Maratona do Oscar: Trumbo/Pablo Bazarello

Maratona do Oscar: Trumbo/Pablo Bazarello

trumboBiografias sobre personalidades do mundo do cinema são sempre encantadoras para quem trabalha na área ou, simplesmente, aprecia tal universo. É interessante notar que quase sempre tal subgênero vem associado aos bastidores desta indústria específica, o que se torna um item ainda mais especial para quem gosta de estudar o assunto. Os amantes de história igualmente regozijam, já que aprender sobre determinada época nunca é demais.

Trumbo – Lista Negra”, baseado no livro de Bruce Cook, se encaixa em tais quesitos e vai além. Serve igualmente como aula de história política, inteiramente atual e relevante com a realidade que vivemos no Brasil hoje. Dalton Trumbo foi um dos roteiristas mais importantes da história de Hollywood. Sua vida pessoal é o tema do livro que acaba de virar filme. Grande apoiador do partido comunista, Trumbo se viu em meio a uma guerra quando os EUA caçavam e puniam tal tipo de pensamento, provido da União Soviética (atual Rússia), inimigo declarado do país norte-americano.

A chamada época da Caça às Bruxas visava encontrar e expor simpatizantes da causa, vistos como inimigos e traidores de sua nação. Em Hollywood, não foi diferente, e artistas eram perseguidos por suas crenças políticas. Na maioria dos casos, eram postos numa lista negra, na qual uma vez figurando, não conseguiam mais emprego e enfrentavam tempo de cadeia. Alguns eram obrigados a delatar, se não quisessem passar por tal punição eles mesmos.

No meio de tal furacão, um dos mais talentosos roteiristas que a indústria americana já viu. Trumbo, como retratado no filme (com a ajuda do excelente intérprete Bryan Cranston, da série “Breaking Bad”), era um sujeito decente, pai de família amoroso e marido preocupado em prover o lar. Ao ser liberado da prisão, após onze meses encarcerado, o escritor não encontrou trabalho – muito comum em casos assim. A solução foi utilizar um pseudônimo e escrever porcarias para um produtor de filmes B (como “O Alien e a Fazendeira”), ao mesmo tempo em que ajudava os amigos no mesmo barco que ele e aos poucos recuperava seu prestígio.

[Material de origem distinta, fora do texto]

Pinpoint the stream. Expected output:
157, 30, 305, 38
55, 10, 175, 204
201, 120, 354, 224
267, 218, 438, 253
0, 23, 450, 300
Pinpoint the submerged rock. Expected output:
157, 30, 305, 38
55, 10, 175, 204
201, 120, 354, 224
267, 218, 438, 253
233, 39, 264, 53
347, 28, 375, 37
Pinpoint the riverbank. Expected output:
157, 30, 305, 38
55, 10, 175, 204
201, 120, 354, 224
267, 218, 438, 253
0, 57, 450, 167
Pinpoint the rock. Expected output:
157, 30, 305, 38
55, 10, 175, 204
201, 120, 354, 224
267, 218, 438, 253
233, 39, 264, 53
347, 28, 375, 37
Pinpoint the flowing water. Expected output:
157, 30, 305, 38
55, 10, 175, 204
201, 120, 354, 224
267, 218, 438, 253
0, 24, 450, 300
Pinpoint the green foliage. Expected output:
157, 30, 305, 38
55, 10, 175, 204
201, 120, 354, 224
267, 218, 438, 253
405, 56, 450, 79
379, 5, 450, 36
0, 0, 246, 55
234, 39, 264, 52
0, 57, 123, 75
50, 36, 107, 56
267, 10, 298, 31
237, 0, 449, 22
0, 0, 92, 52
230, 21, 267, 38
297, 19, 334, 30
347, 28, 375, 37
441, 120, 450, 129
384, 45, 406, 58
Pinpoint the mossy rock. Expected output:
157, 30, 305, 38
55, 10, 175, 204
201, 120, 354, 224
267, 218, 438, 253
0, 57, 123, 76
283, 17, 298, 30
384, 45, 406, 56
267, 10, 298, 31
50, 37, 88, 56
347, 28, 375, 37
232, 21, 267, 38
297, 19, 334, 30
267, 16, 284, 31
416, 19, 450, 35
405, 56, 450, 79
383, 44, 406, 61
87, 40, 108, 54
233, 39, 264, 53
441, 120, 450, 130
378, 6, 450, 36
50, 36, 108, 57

Usando tal estratégia, Trumbo ganhou dois Oscar (por “A Princesa e o Plebeu” – o qual creditou o amigo Ian McLellan Hunter – e “Arenas Sangrentas” – para o qual criou a alcunha Robert Rich). “Trumbo”, o filme, não chega a ser especial no sentido inovador. Dirigido por Jay Roach, especialista em comédias, vide “Entrando Numa Fria” (2000) e “Austin Powers” (1997, 1999, 2002), a obra segue a estrutura básica de biografias, sendo de fácil acesso ao grande público. Ao mesmo tempo, merece elogios por abordar um tema difícil de ser traduzido, transformando-o em um filme dinâmico, engraçado e, por vezes, emocionante.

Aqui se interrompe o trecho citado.